Pre- and post-construction satellite views of a Wal-Mart distribution center in Apple Valley, Calif. |
The index rises and falls with the seasons, as plants grow greener in the spring and summer and recede in the fall and winter, Potere says. “What we were looking for is a depression in that signal, which would indicate a change in use, and we found it,” he says. “The greenness index still responds to the seasons, but it does so far less dramatically ” where a Wal-Mart has been built.
Such data can “train” high-performance computers to recognize land-use changes in satellite images, Potere says. “If I’m interested in new facilities in the forests of North Korea, I can’t go there, but I know what a forest looks like in Maine and I know what a Wal-Mart looks like in Maine,” he adds. Computers could scan MODIS images from anywhere on the planet and spot similar changes.
Bhaduri says computers also could spot urbanization, illegal logging, crop disease and other land-use changes.
Computer automation ties into another of Potere’s practicum projects. With Bhaduri and other GIST researchers including Anil Cheriyadat, he refined an algorithm that precisely delineates urban boundaries in high-resolution satellite images. Good estimates of a city’s boundaries are important because they affect how researchers distribute census counts.
The program Potere and his fellow researchers refined correlates gray levels in the photos with edges of geographic features.
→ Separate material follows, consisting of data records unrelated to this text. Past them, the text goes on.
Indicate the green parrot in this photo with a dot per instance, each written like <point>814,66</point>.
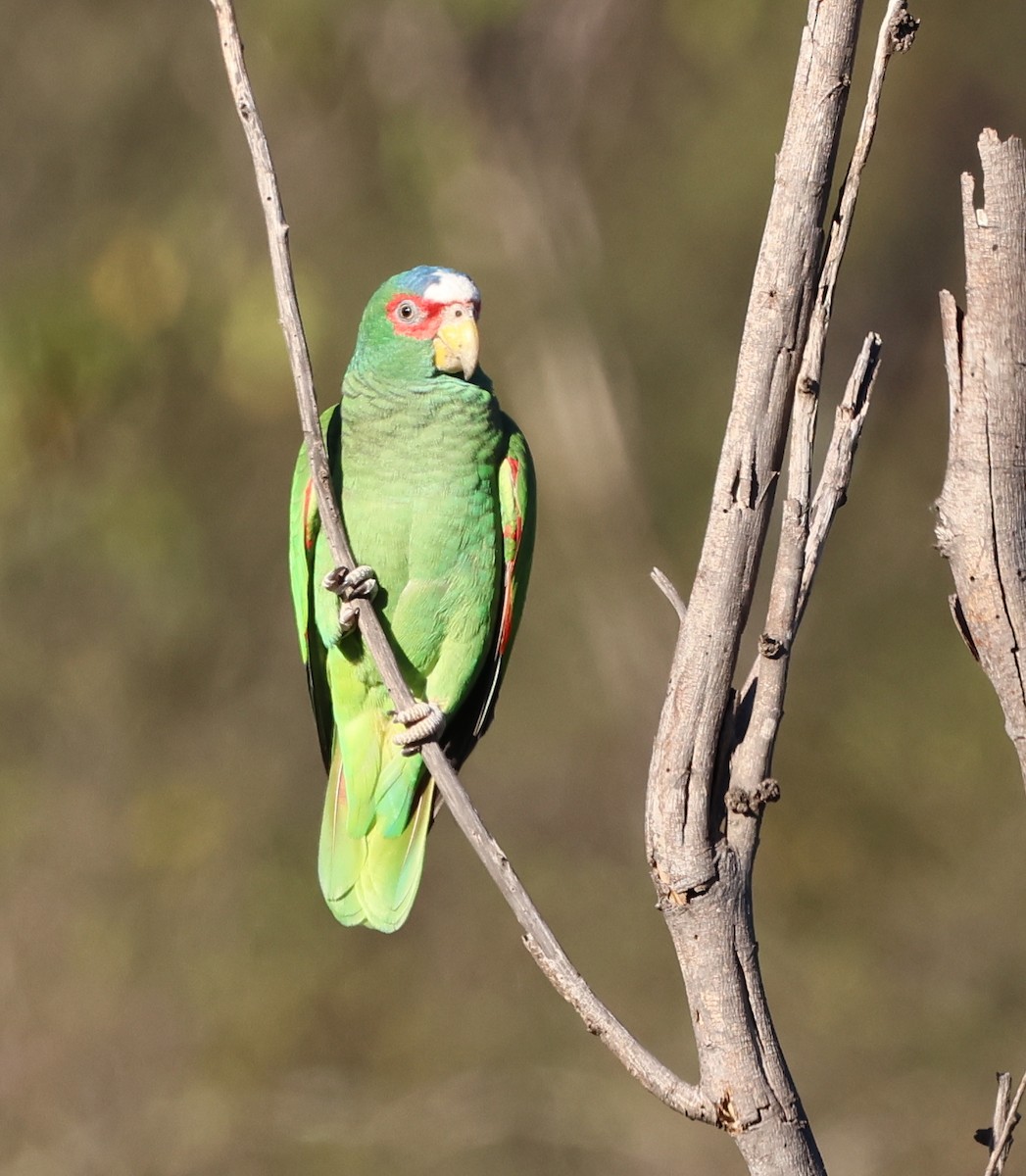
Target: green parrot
<point>437,493</point>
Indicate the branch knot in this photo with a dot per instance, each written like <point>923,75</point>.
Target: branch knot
<point>751,801</point>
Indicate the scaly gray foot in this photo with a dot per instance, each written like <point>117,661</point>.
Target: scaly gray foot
<point>359,583</point>
<point>423,722</point>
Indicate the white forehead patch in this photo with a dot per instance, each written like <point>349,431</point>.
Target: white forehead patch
<point>449,286</point>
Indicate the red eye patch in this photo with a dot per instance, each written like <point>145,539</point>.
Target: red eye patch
<point>414,317</point>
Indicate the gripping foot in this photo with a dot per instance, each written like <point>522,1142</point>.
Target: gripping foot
<point>359,583</point>
<point>423,722</point>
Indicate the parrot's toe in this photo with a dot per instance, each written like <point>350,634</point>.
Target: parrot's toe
<point>350,585</point>
<point>349,616</point>
<point>423,722</point>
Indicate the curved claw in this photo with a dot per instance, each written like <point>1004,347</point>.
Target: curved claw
<point>359,583</point>
<point>350,585</point>
<point>425,722</point>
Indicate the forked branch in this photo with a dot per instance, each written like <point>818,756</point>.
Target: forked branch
<point>538,938</point>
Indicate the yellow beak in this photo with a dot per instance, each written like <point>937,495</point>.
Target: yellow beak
<point>457,346</point>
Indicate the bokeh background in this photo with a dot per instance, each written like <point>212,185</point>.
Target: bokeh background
<point>174,997</point>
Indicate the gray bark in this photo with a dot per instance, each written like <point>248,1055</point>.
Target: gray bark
<point>981,526</point>
<point>709,774</point>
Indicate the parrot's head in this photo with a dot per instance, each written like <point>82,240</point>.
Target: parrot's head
<point>420,323</point>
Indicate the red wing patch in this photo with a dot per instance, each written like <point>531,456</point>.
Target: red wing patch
<point>309,535</point>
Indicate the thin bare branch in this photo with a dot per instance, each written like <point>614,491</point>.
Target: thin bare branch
<point>668,589</point>
<point>710,761</point>
<point>543,945</point>
<point>1002,1142</point>
<point>798,554</point>
<point>837,471</point>
<point>981,511</point>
Urban areas typically have more edge features. The result is an image with urban areas that are precisely – and quickly – defined.
Spatial-temporal distribution of U.S. Wal-Marts 1964-2004 |
Potere earned a bachelor’s degree in American History at Harvard and did his Navy hitch before starting in the geography program at Boston University. His research there focused on forest loss along the Appalachian Trail, but after completing his master’s thesis, he found himself more interested in the human aspects of geography. In the fall of 2005, he moved to Princeton’s Office of Population Research to study demography.
His dissertation is rooted in a third ORNL-GIST project. Potere, ORNL student research assistant Karen McNeany, and Annemarie Schneider, assistant geography professor at the University of California, Santa Barbara, compared six independently produced global maps of urban land cover. Although they’re based on common sources, “There are order of magnitude differences between these products,” Potere says.
Potere’s doctoral advisor, Princeton Demography and Public Affairs Professor Burton Singer, says remote sensing technology like satellite images has “the potential to really change the game” in predicting things like the spread of diseases, particularly those borne by insects and parasites. Potere, he says, came to his program “with a much more sophisticated understanding of the remote sensing technology than any other student I’ve had.”